The same is true of teaching (or rather, educating). There are practices that must be better and worse than others, and content that must be objectively better and worse than other content. Some viewpoints are right and some are wrong (to a greater or lesser degree), and some are slightly better or in need of a little improvement. Questions within domains of human interest like education and morality do not have to be simple or clinical or black-and-white in order for their possible answers to be placed on a widely and responsibly endorsed (and interpolated) scale of bad-good-better-best.

Yet, what I have just stated is seen by many people as a fundamental assumption about pedagogical quality that is only ‘correct’ to the extent that it is collectively condoned: If it is the case that a person does not care about ‘pedagogical quality’ or if she believes that only she can ever completely and fairly judge her own pedagogical quality, there is no way we can ever convince her, either in practice or in principle, that she is wrong from an objective standpoint.

This is what Harris calls The Persuasion Problem with regard to his arguments about morality.
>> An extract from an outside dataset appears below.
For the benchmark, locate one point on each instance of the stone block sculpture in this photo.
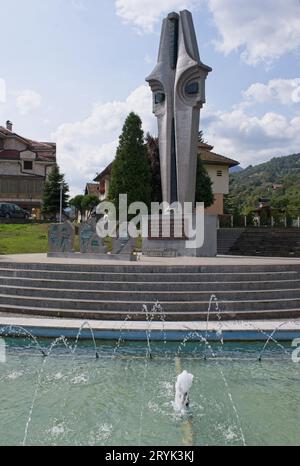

I shall borrow the term, along with the relevant parts of his response:

I believe all of these challenges are the product of philosophical confusion. The simplest way to see this is by analogy to medicine and the mysterious quantity we call ‘health.’ Let’s swap . . . [‘pedagogical quality’] for ‘health’ and see how things look:

Here’s how it would look: “If it is the case that a person does not care about health or if she believes that only she can ever completely and fairly judge her own health, there is no way we can convince her that she is wrong from an objective standpoint.” This is of course absurd. Clearly there are scientific truths to be known about health—and we can fail to know them, to our great detriment. This is a fact. And yet, it is possible for people to deny this fact, or to have perverse and even self-destructive ideas about how to live. Needless to say, it can be fruitless to argue with such people. Does this mean we have a Persuasion Problem with respect to medicine? No. Christian Scientists, homeopaths, voodoo priests, and the legions of the confused don’t get to vote on the principles of medicine.

The same goes for education (along with the persuasion problem). Of course there are nutty people out there with nutty ideas about how to teach, how to structure schools, what priorities we should have with regard to education, and what counts for quality content (and some of these people and ideas might find themselves in the mainstream on any given occasion—they might be you or me). And of course the issues are complex and amorphous. But there is clearly a quality spectrum in education and good arguments to be made for improvement. Throwing this spectrum into sharp relief and then finding these arguments remain major first steps for a science of education.

Harris’s argument regarding the persuasion problem is one that resonates with thinking aligned with critical realism. This quote from Enlightened Common Sense: The Philosophy of Critical Realism, provides a sample of that:

The social world is characterised by the complete absence of laws and explanations conforming to the positivist canon. In response to this, positivists plead that the social world is much more complex than the natural world (interactionism) or that the laws that govern it can only be identified at some more basic, for example, neurophysiological level (reductionism). But positivists are wrong to expect the social sciences to find constant conjunctions in the human world, for they are scarce enough in the natural realm; while hermeneuticists are wrong to conclude from the absence of such conjunctions that the human sciences must be radically different from the natural sciences. Closed systems cannot be established artificially in the human world. But this does not mean that one cannot identify generative mechanisms at work in specific contexts or construct theoretical generalisations for them; or that there are no criteria for theory choice or development, or that there are no empirical controls on theory. Rather, it follows from the absence of closed systems that criteria for choice and development of theory will be explanatory, not predictive, and that empirical controls will turn on the extent to which events indicate or reveal the presence of structures.